私たちが暮らす宇宙は「マルチバース(多宇宙)」の1つにすぎないという説が以前から提唱されている。だが、これまでは証明する手立てがなかった。私たちの宇宙はかつて、他の宇宙と何度もぶつかってきたとされる。その“傷”を見つける方法を国際物理学チームが考案した。
同チームは、宇宙の“傷”を検出できるコンピューターアルゴリズムを開発した。宇宙の形は完全な丸ではなく円盤状をしているが、ビーチボール同士をぶつけたときのように一時的に平坦化しているにすぎないという。
マルチバースは高速で膨張しているため、それぞれの宇宙は誕生直後にはるか遠くへ引き離された可能性が高い。そのため、衝突が起こったのは宇宙誕生初期だけだという。
望遠鏡技術の発展のおかげで、いまや誕生直後の全体像「宇宙マイクロ波背景放射(CMB)」を調べることができる。CMBは、ビッグバンから約38万年後までの宇宙空間を満たしていた高温プラズマが放出したマイクロ波である。ビッグバンは130億年以上前に起きたと考えられている。
「ずいぶん前から他の宇宙の存在が推測されていたが、実証は不可能と考えられていた」と、今回の研究に携わったカナダ、ペリメーター研究所の理論物理学者マシュー・ジョンソン氏は言う。
「今回、その理論から予測される信号を検出するアルゴリズムを開発した。理論の検証が可能になったことは大きな意味がある。主にソフトウェア開発の発展とCMBマップ観測の向上のおかげだ」。
◆宇宙に残るわずかな痕跡
マルチバースが存在するとすれば、何もない場所の混沌とした揺らぎから誕生した可能性がある。
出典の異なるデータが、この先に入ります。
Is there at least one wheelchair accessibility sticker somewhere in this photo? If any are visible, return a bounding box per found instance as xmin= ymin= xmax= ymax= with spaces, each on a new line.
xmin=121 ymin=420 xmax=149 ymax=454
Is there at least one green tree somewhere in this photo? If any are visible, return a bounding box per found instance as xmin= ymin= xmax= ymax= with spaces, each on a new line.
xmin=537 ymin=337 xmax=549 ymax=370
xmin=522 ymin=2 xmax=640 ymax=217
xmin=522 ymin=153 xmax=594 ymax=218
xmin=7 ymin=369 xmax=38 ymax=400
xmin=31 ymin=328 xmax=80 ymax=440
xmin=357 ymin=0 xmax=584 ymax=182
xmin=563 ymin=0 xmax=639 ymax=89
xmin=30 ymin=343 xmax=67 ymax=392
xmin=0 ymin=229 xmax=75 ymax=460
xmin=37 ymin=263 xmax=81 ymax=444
他の宇宙は泡構造を取り、私たちがいる宇宙とよく似ているが、物理法則はわずかに異なるだろう。同時に誕生し互いにぶつかった後、マルチバース全体に拡散したようだ。
今回のアルゴリズムは、CMBの滑らかな模様の中から衝突のわずかな証拠を探す統計学に基づいた体系的方法である。人間だけでは見つけられない小さな痕跡を検出できるという。
◆結果は有望
アルゴリズムによって15の興味深い特徴が見つかっている。そのうち4つは証拠として特に有望視されたが、統計分析の結果は可能性止まりだという。
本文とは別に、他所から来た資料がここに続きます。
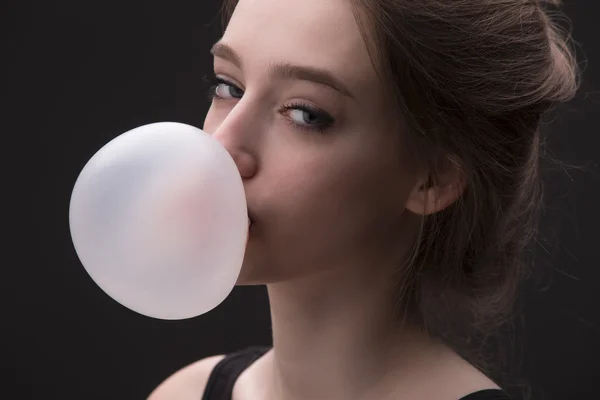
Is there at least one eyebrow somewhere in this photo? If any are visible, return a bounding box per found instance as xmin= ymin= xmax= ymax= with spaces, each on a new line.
xmin=210 ymin=41 xmax=355 ymax=99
現在のCMBマップには、宇宙同士の衝突を示すわずかな動きをとらえられるほどの精度がないからだ。
そのため、研究チームは宇宙探査機プランクの新たな観測データを心待ちにしている。ウィルキンソン・マイクロ波異方性探査機(WMAP)のデータを基に作成された最新のCMBマップと比べ、3倍の解像度を期待できるという。
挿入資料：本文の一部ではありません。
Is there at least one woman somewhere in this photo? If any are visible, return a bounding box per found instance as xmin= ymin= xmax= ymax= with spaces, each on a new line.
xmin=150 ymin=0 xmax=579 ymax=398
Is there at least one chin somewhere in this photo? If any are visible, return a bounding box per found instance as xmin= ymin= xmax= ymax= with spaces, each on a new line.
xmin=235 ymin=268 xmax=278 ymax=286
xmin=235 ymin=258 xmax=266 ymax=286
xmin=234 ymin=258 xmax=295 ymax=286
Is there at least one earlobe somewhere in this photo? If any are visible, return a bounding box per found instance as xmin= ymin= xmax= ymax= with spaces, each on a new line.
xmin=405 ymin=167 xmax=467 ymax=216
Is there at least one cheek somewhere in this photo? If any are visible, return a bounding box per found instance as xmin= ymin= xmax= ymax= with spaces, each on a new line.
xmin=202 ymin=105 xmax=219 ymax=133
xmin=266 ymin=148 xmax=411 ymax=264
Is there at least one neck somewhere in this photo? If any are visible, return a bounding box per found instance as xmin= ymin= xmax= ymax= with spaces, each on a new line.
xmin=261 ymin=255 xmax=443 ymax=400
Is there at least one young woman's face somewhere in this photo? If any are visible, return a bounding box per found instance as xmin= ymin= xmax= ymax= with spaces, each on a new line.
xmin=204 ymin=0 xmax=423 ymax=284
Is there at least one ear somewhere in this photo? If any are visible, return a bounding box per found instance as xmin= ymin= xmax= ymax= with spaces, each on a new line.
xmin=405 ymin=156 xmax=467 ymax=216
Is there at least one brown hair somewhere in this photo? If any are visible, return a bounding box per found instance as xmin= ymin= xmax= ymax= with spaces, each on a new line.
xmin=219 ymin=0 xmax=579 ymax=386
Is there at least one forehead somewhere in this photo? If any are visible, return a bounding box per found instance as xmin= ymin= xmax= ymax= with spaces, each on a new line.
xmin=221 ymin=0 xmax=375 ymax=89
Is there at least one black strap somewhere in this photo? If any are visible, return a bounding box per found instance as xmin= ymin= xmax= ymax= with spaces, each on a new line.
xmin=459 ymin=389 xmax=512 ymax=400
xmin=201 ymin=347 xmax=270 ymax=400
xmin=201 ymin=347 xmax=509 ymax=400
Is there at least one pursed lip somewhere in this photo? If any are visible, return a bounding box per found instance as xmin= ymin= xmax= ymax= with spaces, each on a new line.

プランクの全天観測は今年後半に完了の予定だが、地球寄りの天体の干渉による時空のゆがみを計算する必要があるため、最終的な成果が得られるのは2013年1月になるとみられる。
◆発見の可能性は低い
プランクの高精度な観測データが利用できても、ほぼ無限の可能性が存在するため、宇宙間の衝突の証拠を見つけられるかどうかは賭け事に等しい。
これから衝突が起きてどこかの宇宙が破壊され、その衝突の証拠が見つかる可能性もあれば、衝突が弱すぎて痕跡を検出できない可能性もある。衝突が複数回起きたために証拠がぼやけてしまうケースも考えられる。
ただし、検出可能なほど大きな衝突が起きたとしたら、他の領域との温度差、物質密度の不規則性などの目立つ異常が残るはずである。
研究チームは、アルゴリズムの汎用性を維持し、プランクの観測データにおける有意差をすべて洗い出す予定だという。
アルゴリズムに関する研究成果は2つあり、「Physical Review Letters」誌と「Physical Review D」誌にそれぞれ掲載される予定である。